The license is stored in the cluster state, so a newly started node cannot activate the license until it connects to the master and receives an up to date copy of license state.

That is, your cluster formation isn't being delayed due to license checks, it's that the license checks are delayed because cluster formation is slow.

This could be caused by a variety of issues, but my guess is that this is because your native realm is unavailable when the node is disconnected from the cluster (because the security index is not available), so authentication requests that should be handled by the native realm are falling through to your LDAP realm, and failing.

This is the issue that we really need to solve, but it doesn't look like we have much information to go on.

What sort of network do you have between the nodes in your cluster?

Ping @DavidTurner in case he has some suggestions (but bear in mind that 5.6 is getting old).

Given that cluster updates seem slow I would first look at how many indices and shards you have in the cluster. Having too many shards often leads to this type of problems. How many shards do you have in your cluster? What is the hardware specification of the nodes in the cluster?

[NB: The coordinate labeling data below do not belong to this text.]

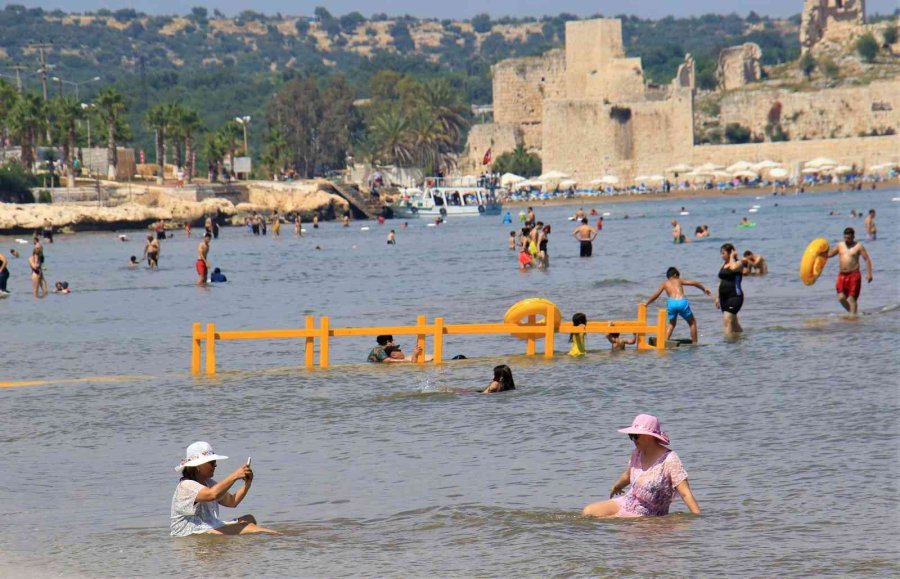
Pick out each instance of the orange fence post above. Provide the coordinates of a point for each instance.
(661, 330)
(550, 332)
(420, 340)
(210, 349)
(642, 319)
(323, 342)
(438, 340)
(195, 348)
(529, 344)
(310, 343)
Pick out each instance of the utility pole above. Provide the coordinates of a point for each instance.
(41, 46)
(19, 68)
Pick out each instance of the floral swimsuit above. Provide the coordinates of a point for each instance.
(651, 490)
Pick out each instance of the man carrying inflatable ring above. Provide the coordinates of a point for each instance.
(849, 280)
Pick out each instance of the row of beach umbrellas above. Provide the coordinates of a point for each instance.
(553, 180)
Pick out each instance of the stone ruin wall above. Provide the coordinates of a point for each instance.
(830, 20)
(520, 86)
(594, 143)
(834, 113)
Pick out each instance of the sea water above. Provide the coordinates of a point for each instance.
(789, 433)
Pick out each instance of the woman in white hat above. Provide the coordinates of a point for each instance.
(195, 505)
(654, 472)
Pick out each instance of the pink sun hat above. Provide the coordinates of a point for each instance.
(646, 424)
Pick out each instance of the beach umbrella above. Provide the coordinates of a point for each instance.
(819, 163)
(679, 168)
(509, 179)
(739, 166)
(767, 164)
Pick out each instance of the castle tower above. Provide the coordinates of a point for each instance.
(829, 19)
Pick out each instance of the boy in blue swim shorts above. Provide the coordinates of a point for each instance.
(677, 304)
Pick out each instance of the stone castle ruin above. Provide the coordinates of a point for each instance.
(836, 20)
(587, 110)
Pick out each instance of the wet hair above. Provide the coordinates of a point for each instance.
(578, 319)
(503, 374)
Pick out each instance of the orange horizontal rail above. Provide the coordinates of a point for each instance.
(529, 330)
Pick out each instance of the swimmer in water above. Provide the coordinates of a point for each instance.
(677, 304)
(677, 235)
(502, 380)
(619, 343)
(577, 340)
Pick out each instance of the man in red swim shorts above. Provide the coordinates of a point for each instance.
(849, 281)
(202, 263)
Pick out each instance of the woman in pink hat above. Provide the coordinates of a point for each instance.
(195, 505)
(654, 472)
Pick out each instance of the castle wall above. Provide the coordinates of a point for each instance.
(835, 113)
(521, 84)
(595, 65)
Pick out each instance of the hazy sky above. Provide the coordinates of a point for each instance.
(457, 8)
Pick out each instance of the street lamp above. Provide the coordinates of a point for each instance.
(73, 83)
(244, 121)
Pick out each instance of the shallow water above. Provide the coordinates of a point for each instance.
(789, 434)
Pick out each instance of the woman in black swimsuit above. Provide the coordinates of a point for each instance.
(730, 297)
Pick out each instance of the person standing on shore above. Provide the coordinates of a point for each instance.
(585, 234)
(151, 252)
(849, 280)
(871, 229)
(4, 274)
(202, 264)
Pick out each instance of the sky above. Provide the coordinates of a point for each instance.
(458, 9)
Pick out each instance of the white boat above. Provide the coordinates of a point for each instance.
(444, 198)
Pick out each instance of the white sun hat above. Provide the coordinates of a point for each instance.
(198, 453)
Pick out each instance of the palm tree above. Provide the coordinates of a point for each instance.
(67, 112)
(389, 132)
(111, 107)
(27, 120)
(190, 125)
(158, 120)
(445, 106)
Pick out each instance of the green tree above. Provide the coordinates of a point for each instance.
(111, 107)
(481, 23)
(27, 121)
(867, 47)
(519, 162)
(67, 112)
(807, 64)
(158, 120)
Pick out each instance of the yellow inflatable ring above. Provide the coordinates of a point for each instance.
(814, 259)
(537, 307)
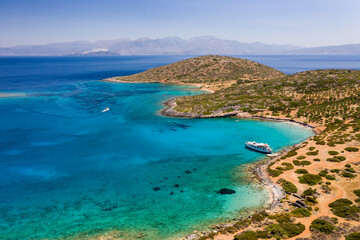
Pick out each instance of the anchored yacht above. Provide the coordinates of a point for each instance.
(259, 147)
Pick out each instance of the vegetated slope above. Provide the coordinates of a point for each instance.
(316, 95)
(206, 69)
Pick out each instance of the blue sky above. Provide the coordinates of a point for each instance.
(299, 22)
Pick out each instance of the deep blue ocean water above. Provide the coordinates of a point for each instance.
(67, 169)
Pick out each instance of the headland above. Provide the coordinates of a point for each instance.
(319, 178)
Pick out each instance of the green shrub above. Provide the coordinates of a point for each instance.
(291, 153)
(314, 153)
(340, 203)
(322, 226)
(274, 173)
(259, 217)
(309, 192)
(353, 236)
(352, 149)
(310, 179)
(263, 234)
(350, 170)
(301, 212)
(348, 175)
(346, 211)
(333, 153)
(305, 163)
(301, 163)
(297, 163)
(288, 186)
(323, 173)
(336, 159)
(247, 235)
(301, 171)
(283, 230)
(357, 192)
(330, 177)
(343, 208)
(244, 223)
(288, 166)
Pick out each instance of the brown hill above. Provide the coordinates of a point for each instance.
(208, 70)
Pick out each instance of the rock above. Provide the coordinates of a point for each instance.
(226, 191)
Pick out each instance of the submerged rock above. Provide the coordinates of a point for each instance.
(226, 191)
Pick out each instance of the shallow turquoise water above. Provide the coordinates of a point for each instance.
(68, 168)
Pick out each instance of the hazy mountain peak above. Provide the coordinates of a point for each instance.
(201, 45)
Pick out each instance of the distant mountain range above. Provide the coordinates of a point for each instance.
(172, 46)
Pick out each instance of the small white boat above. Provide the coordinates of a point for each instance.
(105, 110)
(259, 147)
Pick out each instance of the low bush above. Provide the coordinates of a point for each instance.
(305, 163)
(288, 186)
(297, 163)
(330, 177)
(259, 217)
(301, 163)
(357, 192)
(301, 171)
(352, 149)
(350, 170)
(323, 173)
(274, 173)
(344, 208)
(244, 223)
(322, 226)
(348, 175)
(285, 230)
(340, 203)
(263, 234)
(287, 166)
(333, 153)
(310, 179)
(309, 192)
(301, 212)
(314, 153)
(336, 159)
(281, 218)
(247, 235)
(353, 236)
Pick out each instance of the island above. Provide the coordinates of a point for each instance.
(319, 179)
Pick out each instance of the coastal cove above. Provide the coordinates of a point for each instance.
(71, 170)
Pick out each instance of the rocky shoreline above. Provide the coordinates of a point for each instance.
(258, 170)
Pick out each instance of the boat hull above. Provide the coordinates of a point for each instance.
(257, 150)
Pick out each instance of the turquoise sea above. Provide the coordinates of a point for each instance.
(69, 170)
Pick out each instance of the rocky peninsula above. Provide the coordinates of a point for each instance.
(319, 178)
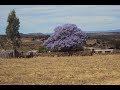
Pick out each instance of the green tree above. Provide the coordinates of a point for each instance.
(12, 30)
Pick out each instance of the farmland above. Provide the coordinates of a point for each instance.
(73, 70)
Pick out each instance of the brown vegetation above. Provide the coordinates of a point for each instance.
(96, 69)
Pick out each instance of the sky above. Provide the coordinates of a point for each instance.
(44, 18)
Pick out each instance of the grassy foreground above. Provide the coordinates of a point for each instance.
(82, 70)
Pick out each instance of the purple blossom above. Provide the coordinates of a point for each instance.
(66, 36)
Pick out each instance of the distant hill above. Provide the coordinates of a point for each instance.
(106, 31)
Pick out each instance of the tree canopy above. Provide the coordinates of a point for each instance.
(66, 38)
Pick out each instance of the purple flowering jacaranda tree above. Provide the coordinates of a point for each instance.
(65, 38)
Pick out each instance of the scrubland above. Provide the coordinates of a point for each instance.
(72, 70)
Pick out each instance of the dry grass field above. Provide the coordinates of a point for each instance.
(82, 70)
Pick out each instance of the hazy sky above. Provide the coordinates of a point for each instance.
(44, 18)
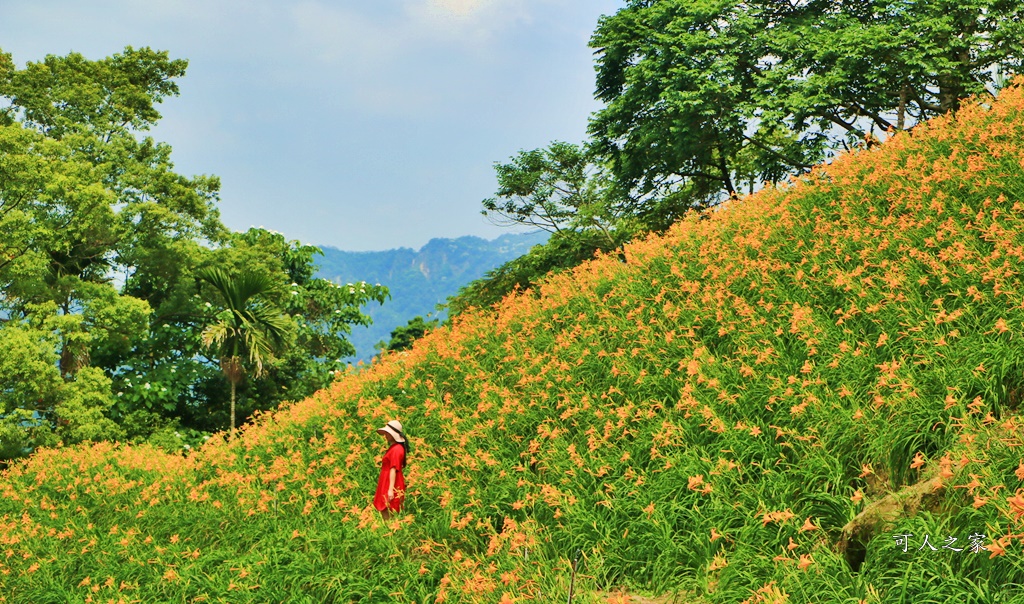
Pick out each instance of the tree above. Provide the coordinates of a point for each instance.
(249, 331)
(83, 198)
(402, 337)
(556, 188)
(701, 95)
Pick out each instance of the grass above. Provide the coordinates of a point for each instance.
(709, 419)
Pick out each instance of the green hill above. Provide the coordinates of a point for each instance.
(748, 411)
(418, 279)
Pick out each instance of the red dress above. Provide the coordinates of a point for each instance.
(394, 458)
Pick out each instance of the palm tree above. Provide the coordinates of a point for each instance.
(250, 330)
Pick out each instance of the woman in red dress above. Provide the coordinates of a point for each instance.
(391, 484)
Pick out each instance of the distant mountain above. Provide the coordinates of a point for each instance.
(418, 281)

5.6 is EOL - https://www.elastic.co/support/eol

Hey, yes, ≥ 8 minutes to apply a cluster state looks like the problem here. I would like you to set the following setting in elasticsearch.yml on the problematic node:

logger.org.elasticsearch.cluster.service: TRACE

Then restart the node, wait for it to join the cluster, and then provide all the logs that it emitted since it started up. If you need to redact any information then please make it obvious that it's been redacted. It'd be useful if you didn't redact the node IDs as you did in the OP. These IDs are randomly-generated and contain no information except their identity.

I also echo @Christian_Dahlqvist's questions about the number of indices and shards in this cluster, and @warkolm's point that 5.6 is past the end of its supported life and you should be working towards upgrading to a supported version as a matter of some urgency.

We have 5 nodes in 4 different machines. Each node elastic node is a mdi except for the coordinating node. Each machine 128GB of RAM, 32GB for heap for mdi and 4 for the coordinating. In general each machine has 30 GB of free RAM. On the CPU side, all machines have 32 CPUs.
The network between between the nodes is 10Gb (fiber?).

We have a total of 3220 indices and 5240 shards, but of those 3220, 1800 are closed and 500 are special.

We added the coordinating node, as a temporary solution while we where enabling xpack security.

We have started planning how to migrate to 7.1.0, but it will take us some months to get there.

This topic was automatically closed 28 days after the last reply. New replies are no longer allowed.